New York Lawyer's Legal Updates

Disclosure Of Criminal Record In Connection With Immigration Benefits

Author: Deportation Attorney Alena Shautsova

Many people who are filling out Immigration forms are asking this question: do I need to disclose my expunged conviction?; or Do I need to disclose my charges if they were dismissed?; or Do I need to disclose my juvenile conviction?

Many are confused, because often their Criminal Defense attorneys instruct them that once a conviction was expunged or dismissed, they have a “clean record.”

The situation is such that for Immigration purposes, a person must disclose all the arrests, charges and convictions whether or not they were expunged, happened 20 years ago or had a “juvenile” status. Why? Because a non-disclosure of these item will often lead to a separate , immigration fraud charge. Even if someone’s record is “clean” and those “happenings” cannot be held against the person, the Immigration authorities still would like to know if the person was in fact charged with anything and what was the resolution of such charges. Often, these questions arise in connection with an application for adjustment of status or naturalization, or a visa. So, the answer should be “YES” with an explanation and proof that the charges were resolved in a certain way.

Further, recently ICE released FAQ regarding its enforcement priorities specifying that “Expunged convictions will be assessed on a case-by-case basis to determine whether, under the particular circumstances, including consideration of public safety, the expunged conviction should make an alien a priority for removal. For purposes of the November 20, 2014 memorandum, an adjudication of juvenile delinquency is not treated as a conviction and will not, on its own, serve to render an alien an enforcement priority. If a juvenile, however, is tried and convicted as an adult, such conviction will be treated as a "conviction" for purposes of priorities determinations.” It tell us that the same conviction may be treated by Immigration authorities differently for different purposes. For example, in some cases, a person with a juvenile conviction would not need to worry about it at all as such a conviction will not make him/her inadmissible.
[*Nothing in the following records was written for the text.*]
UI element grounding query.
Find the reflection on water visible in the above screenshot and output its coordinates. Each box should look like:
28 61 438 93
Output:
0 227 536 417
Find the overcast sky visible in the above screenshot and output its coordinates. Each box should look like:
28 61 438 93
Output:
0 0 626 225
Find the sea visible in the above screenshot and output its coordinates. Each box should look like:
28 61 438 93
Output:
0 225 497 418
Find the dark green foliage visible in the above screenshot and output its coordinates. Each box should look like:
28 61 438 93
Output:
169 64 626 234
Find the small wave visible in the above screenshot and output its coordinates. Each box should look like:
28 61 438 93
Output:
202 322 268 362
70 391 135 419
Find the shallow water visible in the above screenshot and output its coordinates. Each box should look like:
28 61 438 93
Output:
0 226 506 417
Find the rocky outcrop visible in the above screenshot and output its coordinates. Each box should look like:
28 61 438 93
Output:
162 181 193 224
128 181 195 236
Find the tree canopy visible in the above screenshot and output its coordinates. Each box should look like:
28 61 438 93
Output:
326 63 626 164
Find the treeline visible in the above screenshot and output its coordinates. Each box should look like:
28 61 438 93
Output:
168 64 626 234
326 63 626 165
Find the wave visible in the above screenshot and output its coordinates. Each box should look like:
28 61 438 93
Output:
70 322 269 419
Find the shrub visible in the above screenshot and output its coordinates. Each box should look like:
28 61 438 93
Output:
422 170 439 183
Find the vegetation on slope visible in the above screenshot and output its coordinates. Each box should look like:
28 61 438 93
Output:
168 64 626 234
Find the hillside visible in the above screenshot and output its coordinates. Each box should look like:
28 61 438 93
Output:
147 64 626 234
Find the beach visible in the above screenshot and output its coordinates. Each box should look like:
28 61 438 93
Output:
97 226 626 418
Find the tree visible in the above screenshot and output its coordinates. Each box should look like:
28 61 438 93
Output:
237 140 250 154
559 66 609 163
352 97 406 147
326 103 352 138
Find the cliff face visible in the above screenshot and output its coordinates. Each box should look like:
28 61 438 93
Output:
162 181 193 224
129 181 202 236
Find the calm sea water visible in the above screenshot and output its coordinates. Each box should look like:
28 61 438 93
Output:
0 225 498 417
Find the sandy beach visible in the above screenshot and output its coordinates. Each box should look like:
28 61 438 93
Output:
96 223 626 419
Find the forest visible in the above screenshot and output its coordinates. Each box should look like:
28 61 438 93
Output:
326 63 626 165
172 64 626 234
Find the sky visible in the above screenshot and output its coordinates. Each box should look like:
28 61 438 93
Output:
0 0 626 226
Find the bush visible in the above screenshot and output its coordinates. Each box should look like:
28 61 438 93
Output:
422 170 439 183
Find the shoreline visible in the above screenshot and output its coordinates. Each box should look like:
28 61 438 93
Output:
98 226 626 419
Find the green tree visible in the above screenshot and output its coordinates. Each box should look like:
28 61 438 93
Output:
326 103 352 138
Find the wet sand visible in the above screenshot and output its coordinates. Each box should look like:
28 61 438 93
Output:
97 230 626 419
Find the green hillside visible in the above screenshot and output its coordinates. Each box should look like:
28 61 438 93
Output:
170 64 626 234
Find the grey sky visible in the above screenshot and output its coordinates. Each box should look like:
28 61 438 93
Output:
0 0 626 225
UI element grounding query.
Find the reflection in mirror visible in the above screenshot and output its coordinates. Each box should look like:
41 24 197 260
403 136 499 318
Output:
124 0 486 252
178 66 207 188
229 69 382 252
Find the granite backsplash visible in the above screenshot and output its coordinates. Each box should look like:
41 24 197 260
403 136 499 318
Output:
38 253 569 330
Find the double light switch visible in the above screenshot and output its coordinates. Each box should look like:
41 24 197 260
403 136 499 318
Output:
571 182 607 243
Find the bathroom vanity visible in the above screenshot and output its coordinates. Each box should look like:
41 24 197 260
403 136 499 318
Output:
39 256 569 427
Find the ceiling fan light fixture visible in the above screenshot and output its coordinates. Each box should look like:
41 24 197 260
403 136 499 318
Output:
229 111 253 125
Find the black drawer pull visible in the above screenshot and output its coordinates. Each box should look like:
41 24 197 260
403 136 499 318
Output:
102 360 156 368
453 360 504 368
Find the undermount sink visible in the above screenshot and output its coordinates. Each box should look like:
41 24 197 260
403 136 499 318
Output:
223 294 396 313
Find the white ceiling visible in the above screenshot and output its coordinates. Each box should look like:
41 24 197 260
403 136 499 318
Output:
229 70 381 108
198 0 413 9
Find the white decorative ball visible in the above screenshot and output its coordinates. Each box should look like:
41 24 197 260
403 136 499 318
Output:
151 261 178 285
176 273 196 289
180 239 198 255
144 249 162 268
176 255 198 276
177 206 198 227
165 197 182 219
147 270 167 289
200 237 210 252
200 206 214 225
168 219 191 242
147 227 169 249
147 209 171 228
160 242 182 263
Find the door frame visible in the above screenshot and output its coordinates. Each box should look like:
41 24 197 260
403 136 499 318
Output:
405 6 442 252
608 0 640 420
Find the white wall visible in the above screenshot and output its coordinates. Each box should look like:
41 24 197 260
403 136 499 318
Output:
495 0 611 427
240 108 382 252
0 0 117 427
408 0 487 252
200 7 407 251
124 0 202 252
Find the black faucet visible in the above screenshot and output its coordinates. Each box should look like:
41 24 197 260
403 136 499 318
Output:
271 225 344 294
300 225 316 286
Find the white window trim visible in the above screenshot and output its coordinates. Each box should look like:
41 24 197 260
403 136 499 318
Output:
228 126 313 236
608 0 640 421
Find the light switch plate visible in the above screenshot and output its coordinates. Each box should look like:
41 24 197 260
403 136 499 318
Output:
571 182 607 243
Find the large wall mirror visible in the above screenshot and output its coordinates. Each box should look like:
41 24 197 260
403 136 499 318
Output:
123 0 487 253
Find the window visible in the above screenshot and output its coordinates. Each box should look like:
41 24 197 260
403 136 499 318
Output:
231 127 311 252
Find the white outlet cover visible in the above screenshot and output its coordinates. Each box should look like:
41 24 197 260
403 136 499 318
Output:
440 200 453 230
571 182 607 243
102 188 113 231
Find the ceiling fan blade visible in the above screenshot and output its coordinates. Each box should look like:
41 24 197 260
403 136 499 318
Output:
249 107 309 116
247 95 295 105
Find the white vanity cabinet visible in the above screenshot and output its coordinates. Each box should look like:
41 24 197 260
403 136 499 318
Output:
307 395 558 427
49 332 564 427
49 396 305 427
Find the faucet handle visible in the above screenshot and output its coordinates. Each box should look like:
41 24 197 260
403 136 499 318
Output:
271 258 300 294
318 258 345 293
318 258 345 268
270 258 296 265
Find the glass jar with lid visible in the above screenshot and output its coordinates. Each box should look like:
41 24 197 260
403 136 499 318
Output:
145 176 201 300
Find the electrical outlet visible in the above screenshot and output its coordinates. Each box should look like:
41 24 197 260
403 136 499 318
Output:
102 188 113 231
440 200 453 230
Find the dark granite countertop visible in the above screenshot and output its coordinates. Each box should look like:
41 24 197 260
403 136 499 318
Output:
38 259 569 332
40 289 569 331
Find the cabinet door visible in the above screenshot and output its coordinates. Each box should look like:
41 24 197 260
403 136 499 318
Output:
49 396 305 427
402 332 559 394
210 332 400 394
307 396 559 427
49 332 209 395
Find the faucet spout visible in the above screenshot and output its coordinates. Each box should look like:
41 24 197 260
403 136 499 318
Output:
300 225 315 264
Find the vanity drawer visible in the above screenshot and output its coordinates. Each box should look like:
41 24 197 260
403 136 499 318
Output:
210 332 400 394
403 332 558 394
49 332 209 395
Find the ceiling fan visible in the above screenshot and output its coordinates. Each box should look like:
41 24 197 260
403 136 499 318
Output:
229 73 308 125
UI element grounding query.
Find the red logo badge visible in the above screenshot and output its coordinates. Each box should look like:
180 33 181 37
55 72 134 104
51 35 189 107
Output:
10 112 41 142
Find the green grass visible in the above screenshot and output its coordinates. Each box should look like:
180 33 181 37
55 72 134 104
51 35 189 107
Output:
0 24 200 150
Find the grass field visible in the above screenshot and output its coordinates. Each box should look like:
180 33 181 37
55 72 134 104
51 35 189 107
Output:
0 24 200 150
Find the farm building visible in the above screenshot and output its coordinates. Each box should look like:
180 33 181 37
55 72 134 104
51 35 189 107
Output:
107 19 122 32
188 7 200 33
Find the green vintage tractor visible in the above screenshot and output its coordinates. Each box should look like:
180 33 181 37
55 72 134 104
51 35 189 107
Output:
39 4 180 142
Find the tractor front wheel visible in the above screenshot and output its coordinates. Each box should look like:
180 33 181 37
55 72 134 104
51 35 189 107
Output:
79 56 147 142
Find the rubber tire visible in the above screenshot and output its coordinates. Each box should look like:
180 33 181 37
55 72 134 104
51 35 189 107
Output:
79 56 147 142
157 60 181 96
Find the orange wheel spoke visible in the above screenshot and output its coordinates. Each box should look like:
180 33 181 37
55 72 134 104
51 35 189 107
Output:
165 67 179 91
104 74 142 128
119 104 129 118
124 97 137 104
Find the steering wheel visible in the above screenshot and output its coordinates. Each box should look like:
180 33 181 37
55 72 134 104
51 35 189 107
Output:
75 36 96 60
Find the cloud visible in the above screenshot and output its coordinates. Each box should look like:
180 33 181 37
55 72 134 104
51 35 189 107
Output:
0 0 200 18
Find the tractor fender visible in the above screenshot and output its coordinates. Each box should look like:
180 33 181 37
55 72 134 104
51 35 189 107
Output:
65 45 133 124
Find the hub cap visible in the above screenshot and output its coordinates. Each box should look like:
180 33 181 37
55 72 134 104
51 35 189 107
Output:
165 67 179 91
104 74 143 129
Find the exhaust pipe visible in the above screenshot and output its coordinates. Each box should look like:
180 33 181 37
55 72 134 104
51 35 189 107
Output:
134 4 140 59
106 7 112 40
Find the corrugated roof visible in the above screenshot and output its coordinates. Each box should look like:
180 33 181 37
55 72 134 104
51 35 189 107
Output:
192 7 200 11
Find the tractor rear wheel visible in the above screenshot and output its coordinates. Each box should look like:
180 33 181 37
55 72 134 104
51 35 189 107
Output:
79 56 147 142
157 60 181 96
But if applying for different types of benefits, such a conviction might present a problem.

To sum it up, a person with the record of arrests, charges, convictions, expungement, etc. shall consult with an attorney prior to submitting any types of applications for immigration benefits; shall always disclose the facts of the arrests, convictions, etc. if asked to do so; and shall obtain proof of the resolution of the charges, and in a case of a plea, minutes of the guilty plea so that an attorney will be able to fully evaluate the situation.